Il consiglio comunale procede spedito per l’area industriale di Camerelle e Starza. Il nuovo tessuto produttivo dovrà rilanciare l’artigianato locale
Svolta per l’area industriale e artigianale, il Piano di insediamento produttivo. A Nocera Superiore il consiglio comunale ha compiuto un ulteriore passo in avanti nel percorso di realizzazione della zona artigianale. Due le aree pronte al rilancio. La prima è quella di Camerelle, una superficie di circa 2500 ettari chiamato ad ospitare il nuovo tessuto produttivo della piccola media impresa in città. La seconda, invece, è quella individuata a Santa Maria delle Grazie, località Starza, dove l’amministrazione Cuofano, ha già avviato una ricognizione esplorativa per conoscere la reale richiesta sul territorio e rispondere in maniera precisa al fabbisogno imprenditoriale.

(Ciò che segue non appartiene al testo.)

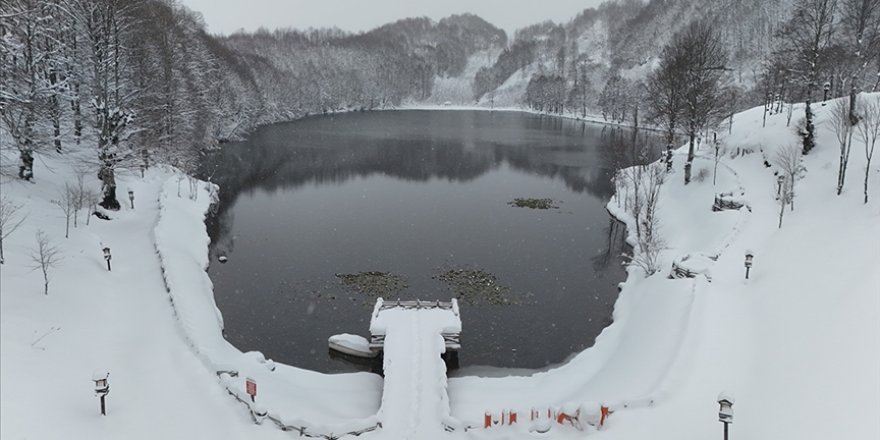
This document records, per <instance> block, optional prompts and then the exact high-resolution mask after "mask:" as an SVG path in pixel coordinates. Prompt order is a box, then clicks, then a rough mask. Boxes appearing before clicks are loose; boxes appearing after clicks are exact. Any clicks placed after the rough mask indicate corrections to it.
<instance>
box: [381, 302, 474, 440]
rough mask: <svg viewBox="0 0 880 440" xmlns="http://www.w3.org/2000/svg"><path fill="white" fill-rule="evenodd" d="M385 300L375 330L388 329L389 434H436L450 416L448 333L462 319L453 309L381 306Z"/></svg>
mask: <svg viewBox="0 0 880 440" xmlns="http://www.w3.org/2000/svg"><path fill="white" fill-rule="evenodd" d="M381 304H382V301H381V299H380V300H379V302H378V303H377V304H376V311H375V312H374V314H373V320H372V323H371V324H370V331H371V333H372V334H374V335H377V334H384V335H385V350H384V371H385V386H384V390H383V393H382V406H381V407H380V409H379V420H380V421H381V422H382V428H383V431H384V435H386V436H387V437H386V438H395V439H401V440H402V439H419V438H432V437H435V436H437V435H438V434H440V433H442V432H443V426H442V423H443V421H444V419H445V418H447V417H448V416H449V397H448V395H447V390H446V364H445V362H444V361H443V359H441V357H440V356H441V355H442V354H443V352H444V351H445V350H446V348H445V346H446V344H445V342H444V340H443V336H442V334H443V333H459V332H460V331H461V321H460V320H459V317H458V315H457V313H456V312H454V311H453V310H446V309H439V308H427V309H423V308H416V309H404V308H401V307H394V308H388V309H385V310H380V309H381V308H382V307H381ZM455 310H457V307H456V308H455Z"/></svg>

“Le Aree Pip – ha detto il sindaco Giovanni Maria Cuofano – rappresentano sia la risposta alle domande degli imprenditori e alla richiesta di lavoro, ancor più in questo momento storico. Il nostro compito è questo: creare le condizioni affinché si crei lavoro, diretto o indotto, sul territorio, rendendolo appetibile ed efficiente nei servizi, nella mobilità, nell’armonia urbanistica”. In riferimento alla seconda area individuata dal Piano, quella di Starza, l’amministrazione continua a lavorare per dotare le aree a ridosso delle zone artigianali di infrastrutture strategiche, ovvero la bretella di raccordo con l’autostrada A30.
“Uno dei primi costi per le imprese è rappresentato proprio dalla logistica – ha spiegato Cuofano – i collegamenti facili e accessibili, si traducono, invece, in minori costi, e quindi maggiore appetibilità per le nostre aree industriali”. Entro settembre previsto il bando pubblico per l’assegnazione dei lotti.